I’m presenting a study on gastrointestinal stromal tumour, which is a rare sarcoma. Most of them are driven by mutations in the KIT receptor tyrosine kinase and we use tyrosine kinase inhibitors to treat them. Sunitinib has been the standard drug for about 20 years for second-line treatment of GIST and in this study we’re comparing sunitinib alone to a combination of sunitinib and a new drug called bezuclastinib. The idea behind it is to more completely inhibit the resistance mutations that might emerge, because different tumours in different people can have different mechanisms of resistance. The combination more fully inhibits the spectrum of mutations that can arise in KIT.

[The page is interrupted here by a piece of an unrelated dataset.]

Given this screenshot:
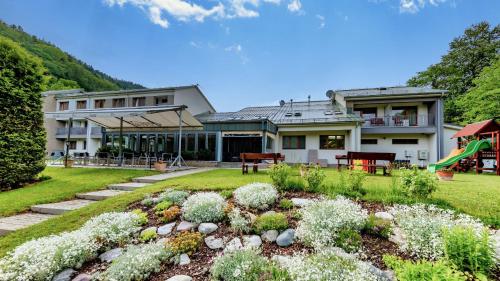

What was the methodology and findings?

It was a randomised study conducted across the globe. It was open label and patients were randomly assigned to either sunitinib alone or to sunitinib with bezuclastinib. The primary endpoint was progression free survival and it showed a significant improvement in progression free survival with the combination with a median of about 16 months with the combination compared to 9 months with sunitinib alone. That corresponded to a hazard ratio of 0.5, which is a highly significant change. It also had a very high response rate of about 48%, compared to about 26% for sunitinib.

What impact could these findings have in the clinic?

The impact is hopefully this will become the new standard for second-line treatment of gastrointestinal stromal tumour. The company announced yesterday in a press release that the FDA had accepted the new drug application and assigned a PDUFA date at the end of November so it’s undergoing regulatory review right now and hopefully it will be approved by the end of the year.